Despite America's technological bells and whistles, a new report finds Uncle Sam has a lot of government waste in outdated federal software.
Representative Ted Budd (R-North Carolina) highlights the problem in a publication of his called "Budd's Budget Busters." Pointing to information from the Government Accountability Office (GAO), Rep. Budd says 75 percent of the federal government's IT funding goes toward maintaining outdated legacy software.
"The Department of Justice and the Social Security Administration still operate programming code from the 1950s and the 1960s," says Budd. "That's ridiculous."
According to Budd, the Department of Treasury still uses a pair of nearly 60-year-old systems.
"The Department of Veterans Affairs maintains veterans benefits on more than a 50-year-old system," he continues. "When I was at the Pentagon, I was able to see the 50-year-old system of eight-inch floppy disks in operation for our country's nuclear arsenal."
He says this software is still in use in 2020 because no one is being held accountable to update them.

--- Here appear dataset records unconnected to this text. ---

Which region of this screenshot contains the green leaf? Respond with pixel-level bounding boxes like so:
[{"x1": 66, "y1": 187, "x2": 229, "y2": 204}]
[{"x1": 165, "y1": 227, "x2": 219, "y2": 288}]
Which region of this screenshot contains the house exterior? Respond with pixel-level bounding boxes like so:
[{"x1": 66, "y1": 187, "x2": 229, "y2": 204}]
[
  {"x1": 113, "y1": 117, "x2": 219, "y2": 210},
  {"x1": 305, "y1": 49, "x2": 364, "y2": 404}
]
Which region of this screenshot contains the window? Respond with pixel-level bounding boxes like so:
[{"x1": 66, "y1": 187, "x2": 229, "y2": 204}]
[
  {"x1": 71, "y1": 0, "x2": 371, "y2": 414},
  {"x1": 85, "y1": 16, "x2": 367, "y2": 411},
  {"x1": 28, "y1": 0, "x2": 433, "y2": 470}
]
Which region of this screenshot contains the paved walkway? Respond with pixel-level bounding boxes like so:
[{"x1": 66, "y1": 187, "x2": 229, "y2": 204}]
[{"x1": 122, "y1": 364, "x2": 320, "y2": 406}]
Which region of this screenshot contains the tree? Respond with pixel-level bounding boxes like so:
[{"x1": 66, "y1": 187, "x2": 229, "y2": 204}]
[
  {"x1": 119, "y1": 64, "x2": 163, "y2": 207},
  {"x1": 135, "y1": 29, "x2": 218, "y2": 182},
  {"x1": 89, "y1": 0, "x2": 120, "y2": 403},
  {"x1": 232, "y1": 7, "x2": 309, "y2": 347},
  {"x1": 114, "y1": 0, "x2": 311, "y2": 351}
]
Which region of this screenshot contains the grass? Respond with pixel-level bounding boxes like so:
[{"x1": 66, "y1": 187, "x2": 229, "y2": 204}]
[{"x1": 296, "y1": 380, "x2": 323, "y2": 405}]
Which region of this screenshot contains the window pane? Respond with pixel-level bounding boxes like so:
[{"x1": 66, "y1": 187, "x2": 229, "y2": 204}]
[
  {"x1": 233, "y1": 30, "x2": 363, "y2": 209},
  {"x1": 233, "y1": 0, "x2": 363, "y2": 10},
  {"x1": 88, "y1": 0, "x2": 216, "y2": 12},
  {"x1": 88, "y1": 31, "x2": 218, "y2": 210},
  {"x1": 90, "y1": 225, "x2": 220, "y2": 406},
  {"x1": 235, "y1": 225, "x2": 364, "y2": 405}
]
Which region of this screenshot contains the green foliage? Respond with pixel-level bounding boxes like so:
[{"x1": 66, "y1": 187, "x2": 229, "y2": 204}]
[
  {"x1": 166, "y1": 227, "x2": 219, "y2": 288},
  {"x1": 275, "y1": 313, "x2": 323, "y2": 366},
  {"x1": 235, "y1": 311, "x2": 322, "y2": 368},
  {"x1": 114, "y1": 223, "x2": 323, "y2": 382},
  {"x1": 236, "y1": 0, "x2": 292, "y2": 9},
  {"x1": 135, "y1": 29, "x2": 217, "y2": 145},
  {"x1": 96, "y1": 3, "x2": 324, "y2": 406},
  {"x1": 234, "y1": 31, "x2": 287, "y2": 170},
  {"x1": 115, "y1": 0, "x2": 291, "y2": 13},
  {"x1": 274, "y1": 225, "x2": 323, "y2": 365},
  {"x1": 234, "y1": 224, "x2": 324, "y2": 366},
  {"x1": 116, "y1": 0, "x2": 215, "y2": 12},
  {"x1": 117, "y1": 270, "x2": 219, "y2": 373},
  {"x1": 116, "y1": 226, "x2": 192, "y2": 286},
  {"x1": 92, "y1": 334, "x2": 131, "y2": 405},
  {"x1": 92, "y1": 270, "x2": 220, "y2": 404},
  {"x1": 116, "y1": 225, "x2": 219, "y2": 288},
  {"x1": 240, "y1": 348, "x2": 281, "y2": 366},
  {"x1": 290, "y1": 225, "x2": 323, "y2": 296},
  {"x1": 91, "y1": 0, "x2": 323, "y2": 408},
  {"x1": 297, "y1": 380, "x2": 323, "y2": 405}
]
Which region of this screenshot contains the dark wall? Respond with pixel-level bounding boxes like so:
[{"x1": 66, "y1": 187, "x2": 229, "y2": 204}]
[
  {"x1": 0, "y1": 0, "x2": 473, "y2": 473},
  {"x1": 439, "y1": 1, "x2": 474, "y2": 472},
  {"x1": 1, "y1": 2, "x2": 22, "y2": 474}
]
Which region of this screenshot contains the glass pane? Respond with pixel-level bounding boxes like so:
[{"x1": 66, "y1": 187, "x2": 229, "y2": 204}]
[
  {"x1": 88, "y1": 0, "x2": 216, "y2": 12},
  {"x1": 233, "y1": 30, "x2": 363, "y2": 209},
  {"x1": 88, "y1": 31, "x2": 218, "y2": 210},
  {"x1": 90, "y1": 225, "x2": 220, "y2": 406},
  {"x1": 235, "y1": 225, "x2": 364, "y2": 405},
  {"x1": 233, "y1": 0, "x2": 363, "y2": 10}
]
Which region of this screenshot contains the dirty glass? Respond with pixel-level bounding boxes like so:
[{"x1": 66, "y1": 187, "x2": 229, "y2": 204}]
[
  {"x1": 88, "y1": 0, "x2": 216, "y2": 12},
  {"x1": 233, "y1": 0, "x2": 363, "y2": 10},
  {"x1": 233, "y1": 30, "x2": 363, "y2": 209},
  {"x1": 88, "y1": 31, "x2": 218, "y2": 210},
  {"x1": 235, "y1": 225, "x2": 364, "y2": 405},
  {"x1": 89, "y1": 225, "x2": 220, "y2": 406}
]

"I think they're afraid that if we did update them, just like a business, you'd have to make cuts; you'd have to spend maybe a little more on software and a little less on people," Budd poses. "We could certainly do that in the government, and it would be a lot better off for it, and probably more secure."
The North Carolina representative recently shared these and other findings at the Democratic Party-controlled House Budget Committee.
"The chairman commented on the end, 'Thank you for pointing out the problems with legacy software,'" reports Budd. "So this is a bipartisan issue for sure, one that costs taxpayers dollars to maintain these older systems that are insecure, fragile, and very, very expensive to maintain."